2) On affirme à la page 9 que 85% des enseignants-chercheurs sont titulaires, et à la page 12 que 73% des Biatoss sont titulaires. Pourtant, l’université emploie 6126 agents dont 3644 titulaires et 2482 contractuels (indicateurs 3 et 4). Il n’est pas difficile d’en déduire que la proportion de titulaires est de 59,48% . Cherchez l’erreur.

3) Selon l’indicateur 7, il y aurait 1884 + 320 = 2204 enseignants chercheurs. En les additionnant aux 2410 Biatoss fournis par l’indicateur 26 on obtient un total de 4614 agents au lieu de 6126. Cherchez l’erreur. C’est sur cet indicateur 7 que repose l’affirmation selon laquelle 85 % des enseignants chercheurs sont des titulaires. On a tout simplement omis de comptabiliser les post-doctorants , les ATER , les allocataires de recherche, les moniteurs etc.. En réalité, le pourcentage de titulaires enseignants chercheurs est de 52,35%.

4) On affiche qu’« un processus de stabilisation des contractuels a été organisé » qui a abouti à titulariser 38 agents et « CDIser » 42 autres (indicateur 40). Pourtant, le nombre de CDI n’a augmenté que de 24,31, passant de 46,19 à 70,5. Il ya donc eu 17,69 départs c’est-à-dire 38,3% de l’effectif 2008. Il y a lieu de s’interroger sur les raisons d’un tel phénomène.

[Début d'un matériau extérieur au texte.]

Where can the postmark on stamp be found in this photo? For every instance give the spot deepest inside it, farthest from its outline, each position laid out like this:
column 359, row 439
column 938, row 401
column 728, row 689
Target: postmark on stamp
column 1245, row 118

5) On affirme (page 5) que le budget de la formation des personnels a augmenté de 57,6% entre 2007 et 2009. Un simple coup d’œil sur le tableau de la page 36 (indicateur 103) montre qu’il n’en est rien. Rapporté à la masse salariale (indicateur 71), le budget de la formation a en fait diminué de 9,6%. Le pourcentage de la masse salariale consacré à la formation est ainsi passé de 0,36% à 0,32%. Rappelons que depuis la loi Fillon de 2004 les entreprises de plus de 10 salariés sont tenues de dépenser 1,9% de leur masse salariale pour la formation… Tous les autres indicateurs de la page 36 (nombre de journées de formation, nombre de stagiaires) sont en baisse par rapport à 2008. En réalité, les actions de formations dont bénéficient le personnel concernent principalement l’adaptation immédiate aux fonctions occupées (formation aux logiciels SIFAC ou CASPER). La politique de formation du personnel n’est manifestement pas conçue comme un outil de promotion sociale et il n’existe aucune politique incitative allant dans ce sens. Le très faible nombre de réussites aux concours reflète cette carence.

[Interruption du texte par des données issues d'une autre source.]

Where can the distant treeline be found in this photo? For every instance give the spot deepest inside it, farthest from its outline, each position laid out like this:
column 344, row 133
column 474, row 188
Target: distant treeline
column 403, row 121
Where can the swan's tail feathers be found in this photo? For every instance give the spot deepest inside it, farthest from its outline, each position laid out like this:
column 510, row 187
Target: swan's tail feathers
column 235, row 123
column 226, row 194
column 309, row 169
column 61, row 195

6) Les données des indicateurs 9, 11 et 13 ne concordent pas avec celles du tableau de la page 7. Idem pour les indicateurs 14+23, 29+31+33+35, 36+37+38+39.

Les données ont-elles été délibérément manipulées ? Si ce n’est pas le cas il faudrait alors conclure que le système d’information présente des insuffisances telles qu’on ne peut en extraire que des données inutilisables. Ce serait une nouvelle illustration de la folle précipitation avec laquelle la direction de l’université a imposé le passage aux RCE (responsabilités et compétences élargies), dans les graves conditions d’impréparation que nous avons exposées et qui subsistent plus de deux ans après.

Documents joints

Notes

[1] La légende rapporte que le général Potemkine, ministre (et quelque chose de plus) de l’impératrice Catherine de Russie, lui faisant visiter la Crimée fraîchement conquise, la promena dans les rues de villages où l’on avait édifié de fausses façades pimpantes et prospères, afin de masquer la misère et la désolation d’un pays ruiné.